また、SANU 2nd Homeは無人で宿泊施設を運営しているため、土地面積が少なければ棟数を少なくし、土地面積が大きければ棟数を増やすなど場所に合わせて柔軟に建設できる。その点も、従来のホテルブランドなどにはないSanu独自の強みになっているという。
Sanuは不動産アセットマネジメント会社や不動産投資家から投資を受け、彼らが保有する土地を借主の立場として利用し、そこにSANU CABINを建設し運用する。会員からの収入をもとに、賃料を支払うスキームとなっているため、「時間とコストをかけずに建設できている」と福島氏は語る。
2024年に20拠点200棟の運営体制を目指す
もちろん、不動産開発には一定の資金が必要だ。それに関しても、Sanuは2019年11月の創業から現時点で累計約50億円の資金を調達している。福島氏曰く、「需要を先に見える化したことで、一定の資金を調達することができている」とのこと。

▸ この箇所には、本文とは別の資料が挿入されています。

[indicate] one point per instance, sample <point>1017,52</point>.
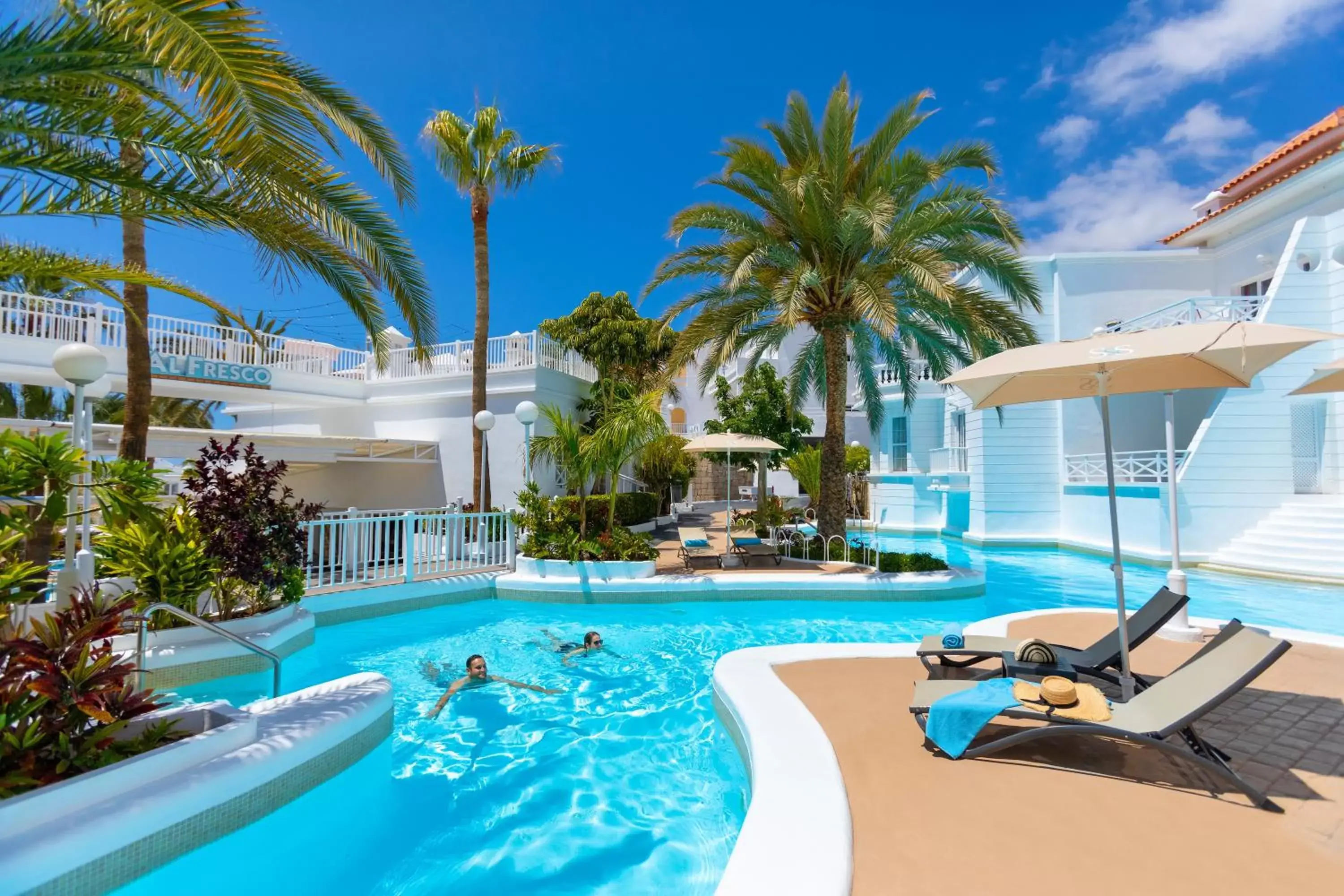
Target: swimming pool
<point>623,784</point>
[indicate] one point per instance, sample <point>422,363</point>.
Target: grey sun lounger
<point>748,551</point>
<point>1163,715</point>
<point>693,552</point>
<point>1093,661</point>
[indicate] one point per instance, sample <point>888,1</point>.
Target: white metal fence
<point>1194,311</point>
<point>1131,466</point>
<point>76,322</point>
<point>385,547</point>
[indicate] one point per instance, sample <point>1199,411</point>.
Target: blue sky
<point>1111,120</point>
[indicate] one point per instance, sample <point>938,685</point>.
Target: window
<point>900,444</point>
<point>1256,287</point>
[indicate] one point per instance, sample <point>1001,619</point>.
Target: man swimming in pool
<point>476,676</point>
<point>592,644</point>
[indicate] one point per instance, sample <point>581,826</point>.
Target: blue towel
<point>955,720</point>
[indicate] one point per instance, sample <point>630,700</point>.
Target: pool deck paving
<point>1093,816</point>
<point>668,562</point>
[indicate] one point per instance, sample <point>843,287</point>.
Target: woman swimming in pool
<point>592,644</point>
<point>476,676</point>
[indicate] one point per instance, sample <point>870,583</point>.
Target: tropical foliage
<point>190,113</point>
<point>482,159</point>
<point>66,698</point>
<point>878,250</point>
<point>568,449</point>
<point>806,468</point>
<point>250,521</point>
<point>664,464</point>
<point>761,406</point>
<point>554,532</point>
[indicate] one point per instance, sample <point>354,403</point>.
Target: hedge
<point>632,508</point>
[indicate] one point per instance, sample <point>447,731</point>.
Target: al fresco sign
<point>190,367</point>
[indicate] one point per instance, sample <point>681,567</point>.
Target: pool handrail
<point>142,621</point>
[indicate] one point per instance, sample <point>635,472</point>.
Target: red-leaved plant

「不動産という巨大な産業において、新興プレーヤーであるSanuがいきなり数百億円の資金を調達するという戦い方はできません。だからこそ、まずは会員権の申し込みという形で需要を見える化し、その需要をもって資金を調達し、新たに拠点を開発していく。これが巨大な産業に新興プレーヤーとして参入するときの戦い方かなと思います」
福島氏が例として挙げたのが、自動車メーカーの米Tesla(テスラ)だ。テスラは高品質、高単価の少ないモデルを小ロットで生産することで、常に供給よりも需要が上回る形にした。そうしてブランドを確立し、顧客の声を聞きながら、少しずつモデルをアップデートして次のロットを生産していっている。「そのモデルを不動産市場に取り入れようとしているのが、SANU 2nd Homeなのかなと思っています」(福島氏)。
実際、SANU CABINの中の細かな仕様はユーザーの声をもとにアップデートが可能となっており、ユーザーからの要望を受け、愛犬と泊まれるキャビンも開発したという。
今後、Sanuは調達した資金をもとに2024年に20拠点200棟の運営体制を目指し、拠点開発を加速させるための準備やソフトウェア開発、人材採用に力を入れていくという。「200棟でも足りないくらいの勢いでニーズが拡大しているので、よりスピーディーに多くの拠点を立ち上げていければ」と福島氏は抱負を語った。